DOI: 10.1007/s11934-010-0148-y

Cite this article as:
Kang, S.K., Kim, D. & Chandarana, H. Curr Urol Rep (2011) 12: 11. doi:10.1007/s11934-010-0148-y


Renal masses increasingly are detected incidentally in asymptomatic individuals. Accurate characterization of these lesions is important for clinical management, planning intervention, and avoiding unnecessary procedures. Ultrasonography, computed tomography (CT), and magnetic resonance imaging (MRI) are the mainstays of renal mass detection and characterization. Ultrasonography is useful for distinguishing cystic from solid lesions and can detect lesion vascularity, especially with use of ultrasound contrast agents, but is less sensitive, less specific, and less reproducible than CT and MRI. CT, with and without intravenous contrast, is the primary imaging test for characterization and staging of renal lesions, and is utilized more often than MRI. Current multidetector CT technology provides near isotropic acquisition, with three-dimensional reformatting capabilities. Due to lack of exposure to iodinated contrast and ionizing radiation and superior soft tissue contrast, MRI is being increasingly utilized as a problem-solving tool for diagnosis, staging, and preoperative planning for renal malignancies. Future directions for imaging of primary renal neoplasm include accurate characterization of renal cell cancer subtype, assistance with treatment planning, and evaluation of treatment response.

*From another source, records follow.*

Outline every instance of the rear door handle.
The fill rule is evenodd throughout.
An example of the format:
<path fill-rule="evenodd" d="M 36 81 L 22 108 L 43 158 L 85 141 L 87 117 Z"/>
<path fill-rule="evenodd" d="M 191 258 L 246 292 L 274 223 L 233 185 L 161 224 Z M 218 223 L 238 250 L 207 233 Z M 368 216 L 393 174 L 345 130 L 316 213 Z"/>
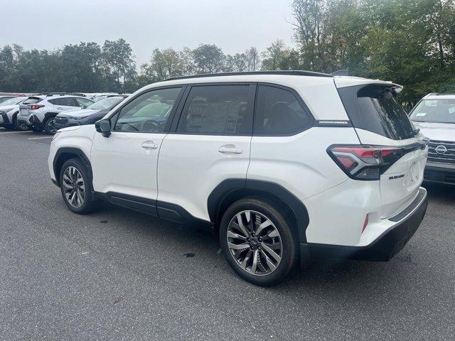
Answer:
<path fill-rule="evenodd" d="M 235 148 L 235 146 L 230 144 L 227 146 L 221 146 L 218 148 L 218 151 L 223 154 L 241 154 L 243 151 L 240 148 Z"/>
<path fill-rule="evenodd" d="M 144 149 L 156 149 L 158 148 L 158 145 L 156 144 L 153 141 L 149 140 L 143 142 L 141 145 L 141 147 Z"/>

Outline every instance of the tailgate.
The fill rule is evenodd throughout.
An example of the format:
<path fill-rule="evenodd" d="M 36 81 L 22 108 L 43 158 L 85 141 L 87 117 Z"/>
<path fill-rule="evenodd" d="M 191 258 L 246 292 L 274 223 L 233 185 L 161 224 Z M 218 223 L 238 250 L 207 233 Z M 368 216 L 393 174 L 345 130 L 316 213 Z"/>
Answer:
<path fill-rule="evenodd" d="M 382 216 L 389 217 L 409 205 L 419 193 L 427 163 L 428 147 L 423 139 L 402 146 L 402 156 L 380 177 Z"/>
<path fill-rule="evenodd" d="M 336 84 L 362 145 L 382 149 L 381 216 L 402 210 L 417 195 L 423 180 L 428 141 L 397 102 L 400 87 L 392 83 Z"/>

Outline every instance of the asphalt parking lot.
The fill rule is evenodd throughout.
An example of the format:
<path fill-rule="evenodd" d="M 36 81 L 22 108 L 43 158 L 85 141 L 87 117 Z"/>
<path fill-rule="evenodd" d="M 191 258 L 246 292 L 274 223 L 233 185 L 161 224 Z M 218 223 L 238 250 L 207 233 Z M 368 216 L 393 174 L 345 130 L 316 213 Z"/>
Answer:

Magnetic resonance imagingComputed tomographyUltrasonographyRenal massRenal cell carcinoma


As use of medical imaging rises, renal masses increasingly are discovered incidentally [1, 2]. Of small renal masses, 80% are malignant, with renal cell carcinoma (RCC) representing 85% to 90% of renal malignancies [3]. In turn, increased detection of RCC has prompted increased demand for less invasive treatment strategies. Computed tomography (CT) and magnetic resonance imaging (MRI) can demonstrate important anatomic features that guide selection of appropriate treatment and aid surgical planning immensely, particularly when utilizing minimally invasive methods. This review discusses the major modalities used for imaging renal masses, including ultrasonography, CT, and MRI. Recent trends and innovations in imaging of RCC also are reviewed.

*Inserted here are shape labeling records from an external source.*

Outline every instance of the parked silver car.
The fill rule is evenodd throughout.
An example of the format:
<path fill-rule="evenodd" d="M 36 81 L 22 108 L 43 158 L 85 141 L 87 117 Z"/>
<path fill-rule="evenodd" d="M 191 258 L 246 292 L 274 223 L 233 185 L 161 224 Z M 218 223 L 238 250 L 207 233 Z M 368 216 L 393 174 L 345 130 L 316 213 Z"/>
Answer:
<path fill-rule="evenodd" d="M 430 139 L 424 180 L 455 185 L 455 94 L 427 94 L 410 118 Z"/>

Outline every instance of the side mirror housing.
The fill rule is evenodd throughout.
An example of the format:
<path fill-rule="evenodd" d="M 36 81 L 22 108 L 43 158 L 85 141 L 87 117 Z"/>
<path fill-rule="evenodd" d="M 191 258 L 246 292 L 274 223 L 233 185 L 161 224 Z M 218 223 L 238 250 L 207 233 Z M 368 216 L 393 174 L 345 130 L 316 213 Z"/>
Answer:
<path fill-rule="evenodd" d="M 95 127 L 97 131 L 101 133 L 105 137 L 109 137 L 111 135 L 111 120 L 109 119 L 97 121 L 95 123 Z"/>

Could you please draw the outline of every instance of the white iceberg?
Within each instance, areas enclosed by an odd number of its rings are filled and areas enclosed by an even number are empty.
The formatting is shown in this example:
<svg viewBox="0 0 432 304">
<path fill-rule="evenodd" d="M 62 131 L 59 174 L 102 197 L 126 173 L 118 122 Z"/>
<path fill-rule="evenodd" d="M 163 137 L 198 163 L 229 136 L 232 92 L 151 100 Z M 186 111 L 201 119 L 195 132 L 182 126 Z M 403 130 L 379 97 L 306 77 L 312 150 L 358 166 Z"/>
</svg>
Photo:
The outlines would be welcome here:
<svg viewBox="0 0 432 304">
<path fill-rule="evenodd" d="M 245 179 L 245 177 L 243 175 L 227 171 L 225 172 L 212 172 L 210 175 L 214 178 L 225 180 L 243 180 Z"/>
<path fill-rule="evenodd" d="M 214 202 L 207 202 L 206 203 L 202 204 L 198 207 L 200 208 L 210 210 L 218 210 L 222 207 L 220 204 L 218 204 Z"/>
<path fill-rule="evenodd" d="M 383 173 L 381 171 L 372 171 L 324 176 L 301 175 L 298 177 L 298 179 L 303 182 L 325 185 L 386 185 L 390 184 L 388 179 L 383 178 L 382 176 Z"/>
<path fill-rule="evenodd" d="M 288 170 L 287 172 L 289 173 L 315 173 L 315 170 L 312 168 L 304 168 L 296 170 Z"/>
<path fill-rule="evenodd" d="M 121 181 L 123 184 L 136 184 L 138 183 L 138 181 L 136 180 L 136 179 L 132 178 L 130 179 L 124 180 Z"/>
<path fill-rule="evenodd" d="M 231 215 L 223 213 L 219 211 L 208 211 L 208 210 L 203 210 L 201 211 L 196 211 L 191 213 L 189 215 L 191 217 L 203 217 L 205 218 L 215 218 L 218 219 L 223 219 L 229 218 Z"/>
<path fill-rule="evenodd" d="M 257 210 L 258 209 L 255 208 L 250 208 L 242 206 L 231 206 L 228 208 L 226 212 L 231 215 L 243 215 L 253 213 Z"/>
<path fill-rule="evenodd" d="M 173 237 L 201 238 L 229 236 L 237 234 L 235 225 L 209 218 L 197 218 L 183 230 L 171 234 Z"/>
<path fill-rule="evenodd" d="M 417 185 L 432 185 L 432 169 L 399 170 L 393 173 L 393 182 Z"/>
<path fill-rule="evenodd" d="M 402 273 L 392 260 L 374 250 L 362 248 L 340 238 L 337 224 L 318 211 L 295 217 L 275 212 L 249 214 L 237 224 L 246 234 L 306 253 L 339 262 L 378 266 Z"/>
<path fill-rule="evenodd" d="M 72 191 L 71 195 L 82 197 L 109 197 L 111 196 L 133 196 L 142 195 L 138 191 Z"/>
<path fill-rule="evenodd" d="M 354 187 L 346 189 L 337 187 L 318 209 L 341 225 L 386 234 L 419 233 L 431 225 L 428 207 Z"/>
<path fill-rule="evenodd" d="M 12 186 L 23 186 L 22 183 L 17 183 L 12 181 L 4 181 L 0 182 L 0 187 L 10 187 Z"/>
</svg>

Evaluation of Renal Cell Carcinoma


The advantages of ultrasonography include accessibility, low cost, and avoidance of intravenous contrast administration and ionizing radiation. This modality often is used for initial screening evaluation when renal disease is suspected. Ultrasonography can be useful to discriminate cystic from solid lesions, to monitor growth of a lesion, and to evaluate lesions found on CT that are probably hyperdense cysts [4]. Detection of small renal lesions with ultrasonography is limited. Lesions less than 3 cm in diameter are detected only 67% to 79% of the time by conventional ultrasonography [5]. Renal malignancies may have similar echogenicity (isoechogenicity) to normal renal parenchyma, and therefore, can be difficult to detect when there is no distortion of the normal renal contour or protrusion into the central renal sinus fat. RCC also can be hypo- or hyperechoic to renal parenchyma. Because angiomyolipomas are classically described as hyperechoic masses, there is overlap between these benign lesions and RCC on ultrasonography [6]. Characterization of cystic lesions requires examination for thickened internal septa, calcifications, vascularity, and mural nodularity; these features indicate malignancy [7]. When a lesion found on ultrasonography does not show a characteristic appearance for a simple cyst (a round anechoic lesion with a smooth well-defined wall, without internal debris, showing increased through-transmission), further evaluation with contrast-enhanced CT or MRI is necessary.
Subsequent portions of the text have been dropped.